Table 1 shows the blending contents and test results of Example 1 and Comparative Examples 1 to 3. For reference, JIS standard values are also shown in the table.

  From the results of Table 1, since the curable composition of Example 1 is excellent in weather resistance, it is not necessary to apply a top coat (top coat) for the purpose of imparting weather resistance to the surface of the curable composition, and the construction is simple. And shortening the construction period can be realized. Moreover, it turns out that the curable composition of Example 1 has high hardness and favorable foaming resistance. Furthermore, the curable composition of Example 1 has a high elongation at break before treatment, and has high strength and high elongation tensile performance (rubber physical properties). In particular, the elongation at break after heat treatment, and the tensile strength ratio after alkali treatment and acid treatment and the elongation at break are high, indicating that the heat resistance and chemical resistance are excellent.

  On the other hand, the curable composition of Comparative Example 1 has a low elongation at break after heat treatment, a tensile strength ratio after alkali treatment and after acid treatment, and a low elongation at break, so that the roof is specified in JIS A 6021. It does not conform to the performance of waterproofing coating film (urethane rubber type, high strength type).

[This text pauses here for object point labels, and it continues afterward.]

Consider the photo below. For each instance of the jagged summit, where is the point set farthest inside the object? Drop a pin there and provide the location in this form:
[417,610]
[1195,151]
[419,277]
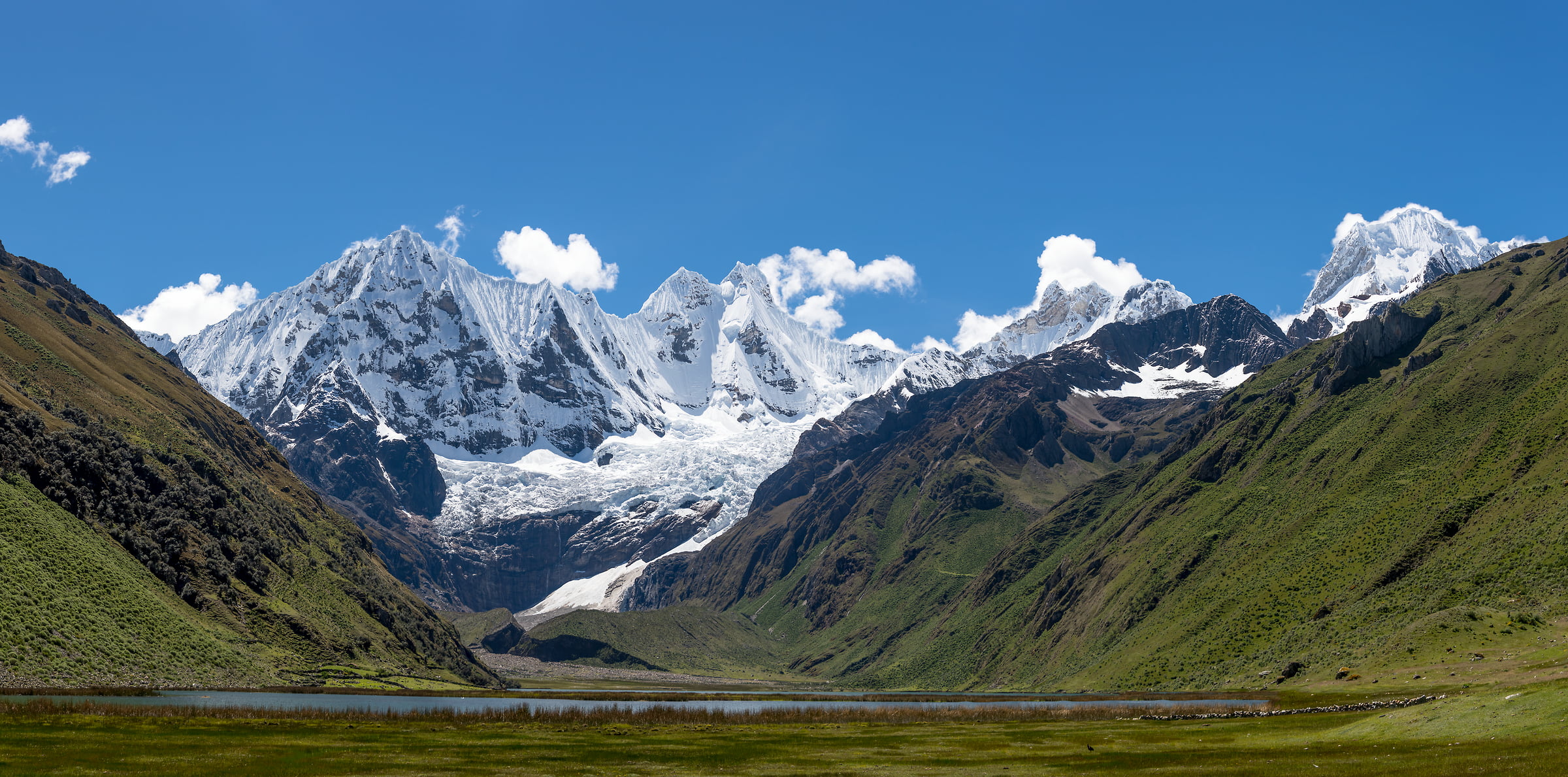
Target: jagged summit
[515,444]
[1386,259]
[1071,314]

  Since the curable composition of the present invention conforms to the performance (urethane rubber type, high strength type) of the waterproof coating film for roofs specified in JIS A 6021 in tensile performance, the curable composition for construction and civil engineering use. It can be suitably used as a product and has high industrial value. Moreover, the curable composition of this invention can be used as a waterproofing material composition, a coating material composition, a sealing material composition, or an adhesive composition.

Claims (8)

  A curable composition comprising a room temperature curable resin and a surface-treated barium sulfate.   The curable composition according to claim 1, wherein the room temperature curable resin is an isocyanate group-containing resin or a crosslinkable silyl group-containing resin.   The curable composition according to claim 1 or 2, wherein the surface-treated barium sulfate is barium sulfate surface-treated with a treatment agent containing silicon oxide and / or aluminum oxide.   The curable composition according to any one of claims 1 to 3, wherein the amount of the surface-treated barium sulfate is 10 to 200 parts by mass with respect to 100 parts by mass of the room temperature curable resin.   Furthermore, a block amine compound is contained, The curable composition as described in any one of Claims 1-4 characterized by the above-mentioned.   Further, at least one or more selected from curing accelerators, plasticizers, weathering stabilizers, fillers, thixotropic agents, adhesion improvers, storage stability improvers (dehydrating agents), colorants and organic solvents. Additives are contained, The curable composition as described in any one of Claims 1-5 characterized by the above-mentioned.   The said curable composition is a curable composition for construction or civil engineering, The curable composition as described in any one of Claims 1-6 characterized by the above-mentioned.   The curable composition according to any one of claims 1 to 7, wherein the curable composition is a waterproofing material composition, a coating material composition, a sealing material composition, or an adhesive composition. object.